Efforts to improve information transfer probably only improve information transfer, but don’t change the decisions, nor even how certain parents are about the decisions that they make.

I think repeating the German study with more extreme values of survival would probably reveal different preferences, but then the relevance to the real world decisions that we make would become less. Presenting survival of over 90% at 25 weeks among females with good prognostic factors, compared to below 5% at 21 weeks and 0 days for a growth-restricted boy might well reveal that parents respond to those figures with different preferences, but, in the range of outcomes where counselling and decision-making usually occur, the pre-existing values and beliefs of the parents are probably much more important than outcome percentages or lists of complications. And even more important is how those outcomes are presented, as being either a chance of a good life or a probability of suffering, death or disability.

 

About keithbarrington

I am a neonatologist and clinical researcher at Sainte Justine University Health Center in Montréal
This entry was posted in Neonatal Research and tagged . Bookmark the permalink.
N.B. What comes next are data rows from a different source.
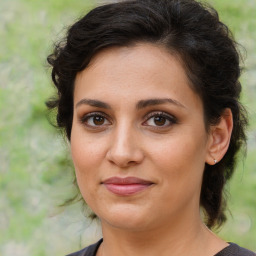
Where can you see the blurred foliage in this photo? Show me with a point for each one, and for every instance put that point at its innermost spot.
(35, 170)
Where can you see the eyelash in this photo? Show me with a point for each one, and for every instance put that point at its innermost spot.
(171, 119)
(167, 117)
(84, 119)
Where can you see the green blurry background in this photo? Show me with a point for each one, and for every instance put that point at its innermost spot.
(35, 171)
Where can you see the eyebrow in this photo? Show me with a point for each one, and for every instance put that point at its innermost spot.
(152, 102)
(93, 103)
(141, 104)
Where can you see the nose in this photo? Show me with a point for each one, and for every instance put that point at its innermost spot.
(125, 149)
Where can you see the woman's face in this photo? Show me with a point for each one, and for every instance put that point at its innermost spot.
(138, 140)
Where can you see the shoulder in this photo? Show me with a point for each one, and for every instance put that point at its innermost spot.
(90, 250)
(235, 250)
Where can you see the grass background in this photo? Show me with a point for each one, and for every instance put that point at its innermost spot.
(35, 171)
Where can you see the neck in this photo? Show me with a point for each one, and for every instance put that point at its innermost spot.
(179, 238)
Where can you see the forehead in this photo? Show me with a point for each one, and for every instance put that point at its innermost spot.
(140, 71)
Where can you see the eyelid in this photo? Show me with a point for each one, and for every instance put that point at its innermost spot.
(169, 117)
(84, 117)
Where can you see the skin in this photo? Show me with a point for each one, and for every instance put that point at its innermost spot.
(113, 135)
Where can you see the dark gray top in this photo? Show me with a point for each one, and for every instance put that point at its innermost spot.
(231, 250)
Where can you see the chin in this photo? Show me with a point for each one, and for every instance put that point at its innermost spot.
(127, 218)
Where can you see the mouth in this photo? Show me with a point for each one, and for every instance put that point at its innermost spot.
(126, 186)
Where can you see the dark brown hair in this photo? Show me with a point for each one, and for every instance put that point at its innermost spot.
(186, 28)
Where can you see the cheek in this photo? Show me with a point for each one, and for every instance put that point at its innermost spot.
(181, 158)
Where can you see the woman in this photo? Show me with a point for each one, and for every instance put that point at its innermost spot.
(148, 96)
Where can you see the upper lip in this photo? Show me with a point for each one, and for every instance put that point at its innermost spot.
(126, 181)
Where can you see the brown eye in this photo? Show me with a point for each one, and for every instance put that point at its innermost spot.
(95, 120)
(160, 120)
(98, 120)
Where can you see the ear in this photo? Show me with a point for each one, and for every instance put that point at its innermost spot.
(219, 138)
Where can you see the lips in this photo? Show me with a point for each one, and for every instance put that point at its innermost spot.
(126, 186)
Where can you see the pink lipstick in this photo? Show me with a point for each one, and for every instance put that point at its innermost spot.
(126, 186)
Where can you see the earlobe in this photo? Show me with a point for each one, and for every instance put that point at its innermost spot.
(220, 135)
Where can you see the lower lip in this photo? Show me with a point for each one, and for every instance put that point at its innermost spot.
(127, 189)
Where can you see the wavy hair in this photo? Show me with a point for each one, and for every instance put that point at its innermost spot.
(186, 28)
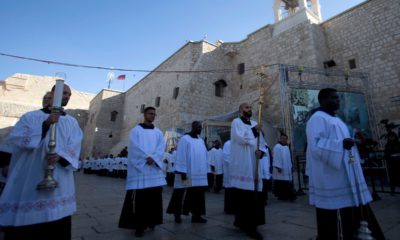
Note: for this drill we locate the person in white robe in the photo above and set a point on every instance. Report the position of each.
(229, 198)
(28, 213)
(265, 164)
(5, 157)
(142, 207)
(337, 186)
(191, 175)
(282, 170)
(170, 167)
(243, 157)
(215, 158)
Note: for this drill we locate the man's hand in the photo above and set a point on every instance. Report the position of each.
(348, 143)
(149, 160)
(52, 159)
(53, 118)
(258, 154)
(4, 171)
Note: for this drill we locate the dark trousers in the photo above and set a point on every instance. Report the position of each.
(249, 209)
(142, 208)
(175, 203)
(191, 202)
(329, 228)
(284, 190)
(59, 229)
(219, 178)
(229, 201)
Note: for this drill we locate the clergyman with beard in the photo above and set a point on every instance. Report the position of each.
(244, 134)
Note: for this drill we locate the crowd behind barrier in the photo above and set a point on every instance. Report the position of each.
(109, 166)
(375, 168)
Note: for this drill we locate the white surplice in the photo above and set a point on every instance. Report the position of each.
(283, 161)
(243, 159)
(333, 182)
(215, 157)
(226, 151)
(21, 204)
(191, 158)
(265, 165)
(145, 143)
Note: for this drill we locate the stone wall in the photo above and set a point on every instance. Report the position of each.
(370, 34)
(101, 133)
(21, 93)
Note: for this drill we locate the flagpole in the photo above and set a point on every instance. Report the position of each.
(110, 76)
(261, 75)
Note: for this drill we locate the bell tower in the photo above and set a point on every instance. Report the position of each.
(286, 8)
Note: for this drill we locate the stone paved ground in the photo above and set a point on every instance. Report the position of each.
(100, 201)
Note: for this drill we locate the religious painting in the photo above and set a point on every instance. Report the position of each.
(353, 111)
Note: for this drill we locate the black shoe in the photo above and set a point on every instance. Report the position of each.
(254, 235)
(139, 233)
(178, 219)
(198, 219)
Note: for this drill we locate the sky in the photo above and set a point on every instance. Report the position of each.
(128, 34)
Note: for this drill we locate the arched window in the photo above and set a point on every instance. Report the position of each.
(113, 116)
(219, 88)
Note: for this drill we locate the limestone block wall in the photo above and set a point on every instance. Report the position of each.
(370, 34)
(100, 132)
(21, 93)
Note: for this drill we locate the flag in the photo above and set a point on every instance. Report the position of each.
(121, 77)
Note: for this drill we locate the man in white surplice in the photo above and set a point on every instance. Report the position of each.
(336, 182)
(28, 213)
(282, 170)
(244, 133)
(143, 201)
(191, 165)
(215, 158)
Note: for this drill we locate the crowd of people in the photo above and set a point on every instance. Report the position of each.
(244, 167)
1 Response to Do estimates of survival change decisions made?

  1. Hi Keith,

    Honestly I am surprised looking at the result of this study by Kidzun et a. It just emphasizes that counselling is about how the information is being delivered (positive vs negative outlook) and most definitely should be based on the centre’s experience and outcome data in managing extremely premature infants, which will have a huge impact on the shared decision-making process with parents.
    However, for this particular study, I am interested to hear your thoughts on how they decided to only recruit 64 participants. I had a look into the supplementary data specifically at the sample size justification which I have included below;

    Sample size justification
    Based on the current NICHD network data set, it can be estimated that at 22 + 6/7 weeks of gestation (scenario A) ~ 50% of all preterm babies receive life-sustaining treatments after birth (Rysavy et al., 2015). One week later, at 23 + 6/7 weeks of gestation (scenario B), ~ 80% of children receive life-sustaining treatments. The primary hypothesis that should be investigated is that the difference in maternal preferences between the two groups does not reflect this 30% difference. I.e. with p1 and p2, the rates of maternal preference for life- sustaining measures, the null hypothesis H0:{p2-p1>=30%} should be tested against the alternative hypothesis H1:{p2-p1<30%}. At least 64 subjects are needed to show with a power of 90% that the rate of active (life-sustaining) treatment decisions in scenario A is less than 30% lower than in scenario B. This is calculated assuming that 80% of subjects in both groups opt for life-sustaining treatments. If the preference rate in scenario A is only 70%, 116 subjects are needed for a power of 90%. Since no preliminary data on the preference rates is available, up to 116 patients will be recruited if feasible.
    In order to recruit 64 subjects, at least 85 patients must be contacted, assuming a rejection rate of 20% and a lack of evaluability for 5% of the subjects.

    Acknowledging my poor statistic knowledge, although a minimum number of 64 participants is needed to show the difference of less than 30% between the scenarios (with a power of 90%), this number is based on the assumption that 80% of subjects in both groups opt for life-sustaining treatments. However, their results showed only 46.9% and 50% (in the 60% and 30% survival group respectively) opted for active care in scenario A which is less than 70%. Does this mean the study is underpowered?

    Looking forward to hear your thoughts!